Tuesday, September 13 2005
I wrote a while ago about EVOC and driving, then what happens? We get an ambulance stolen. I wrote next concerning EMS and scene safety, and now this. Psychic power, or coincidence?
I prefer coincidence, meself.
DTs’ regular driver has business to attend, and so a fill-in generously steps up to the plate. She’s able to both drive and perform patient care, so as a change of pace DTs assumes the role of driver. Rather poorly assumes it, as we shall see.
The tones drop, and we’re called out to injuries from an assault at a convenience store. The address is close to the station. “Relax,” says DTs, “Let’s just stage here rather than picking some other spot equally distant.” His Lead agrees, but suggests that we stage in the bambulance, ready to roll. Make it so, Number One.
“Ambulance 2,” says the dispatcher, “Patient has been struck in the head by a baseball bat. Scene is secure.”
Huzzah! Lessee, here, doors open, check; blinky button, check; woo-woos, check; brake off, gear on, away we go. We arrive less than a minute later at the scene, but DTs slows and does not immediately pull into the parking lot.
“There it is, that’s the place,” says his Lead.

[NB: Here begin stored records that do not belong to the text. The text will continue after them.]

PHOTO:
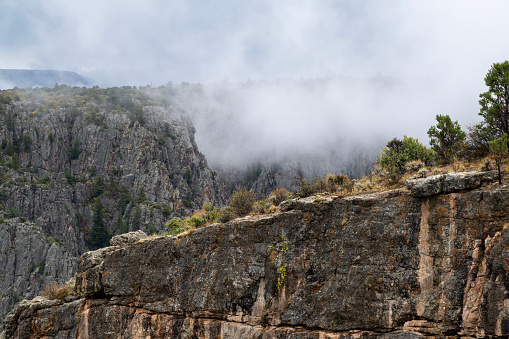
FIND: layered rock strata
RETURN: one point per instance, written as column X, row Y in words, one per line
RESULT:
column 385, row 265
column 62, row 150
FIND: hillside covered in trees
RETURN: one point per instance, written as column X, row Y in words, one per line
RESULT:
column 78, row 166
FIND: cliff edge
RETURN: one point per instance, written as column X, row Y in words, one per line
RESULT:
column 395, row 264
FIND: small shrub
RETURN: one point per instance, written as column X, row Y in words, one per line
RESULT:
column 176, row 226
column 11, row 213
column 166, row 211
column 75, row 151
column 207, row 206
column 262, row 206
column 54, row 290
column 197, row 221
column 414, row 165
column 226, row 214
column 280, row 195
column 242, row 202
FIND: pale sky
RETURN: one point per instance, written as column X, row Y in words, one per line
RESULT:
column 445, row 46
column 156, row 41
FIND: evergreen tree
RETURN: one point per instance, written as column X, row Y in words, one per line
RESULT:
column 495, row 102
column 136, row 221
column 500, row 151
column 15, row 163
column 99, row 235
column 446, row 138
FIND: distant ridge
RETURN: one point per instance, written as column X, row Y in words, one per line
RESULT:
column 10, row 78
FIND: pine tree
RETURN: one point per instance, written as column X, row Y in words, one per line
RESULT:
column 446, row 138
column 99, row 235
column 15, row 163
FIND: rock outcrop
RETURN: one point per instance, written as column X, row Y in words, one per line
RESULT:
column 69, row 155
column 385, row 265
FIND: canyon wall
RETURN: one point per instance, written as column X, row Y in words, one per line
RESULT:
column 395, row 264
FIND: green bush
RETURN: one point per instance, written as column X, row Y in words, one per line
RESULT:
column 75, row 151
column 11, row 213
column 226, row 214
column 280, row 195
column 166, row 211
column 176, row 226
column 242, row 202
column 446, row 138
column 399, row 152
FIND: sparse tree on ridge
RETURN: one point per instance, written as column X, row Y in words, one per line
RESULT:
column 495, row 102
column 446, row 138
column 500, row 151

“Yah, but where’re the good guys?” asks DTs. “I kinda wanna park next to a lot of flashing blue lights.”
“Dunno,” says his Lead. “There’s someone waving. Pull in.”
“He crawled over there by the dumpsters,” says the Waver. “These five guys walloped him with a bat, then went away.”
Went away? Went AWAY? DTs’ exceptional imagination fills in the Waver speaking to the police: “And then, while these brave, now lifeless EMTs were heroically saving this poor unfortunate’s life, They came back and bunted them into the Afterlife. Whooda thunk it?”
I’d of thunk it. Meanwhile, the Fearless Lead is opening her door-
“What are we doing, here?” asks DTs.
“I have a feeling; we’re okay,” says his Lead. She exits.
Sigh. DTs exits, grabs bags. “Hey, let’s wait for the good guys before we leave the relative safety of these bright lights,” he bargains. “I don’t want us to be bent over this guy if the animals come back.”
A beat. “Okay,” she agrees, but reluctantly. Every instinct says Go Help Patient.
Now, here is where DTs is not a Good Driver, but rather a Lead Buttinsky. “Call dispatch, get an ETA on the police; advise ’em scene isn’t secure, get an ETA. Stay next to the unit, be ready to jump in.”
Folks, if one is not in charge, e.g. Lead, one should not give orders. Bad DTs! Bad! However, rather than point out this Universal Truth, or argue, this exceptional person simply does it.
PD shows up, the patient is found and loaded. A medic climbs aboard and we roar off to the hospital, DTs at the helm.
DTs needs more practice in Closing His Yap, granted. After apologizing profusely to his Lead, he admits this.
But Mr. Dispatcher, I would certainly like to know how bad guys sauntering off with a baseball bat is equivalent to a secure scene!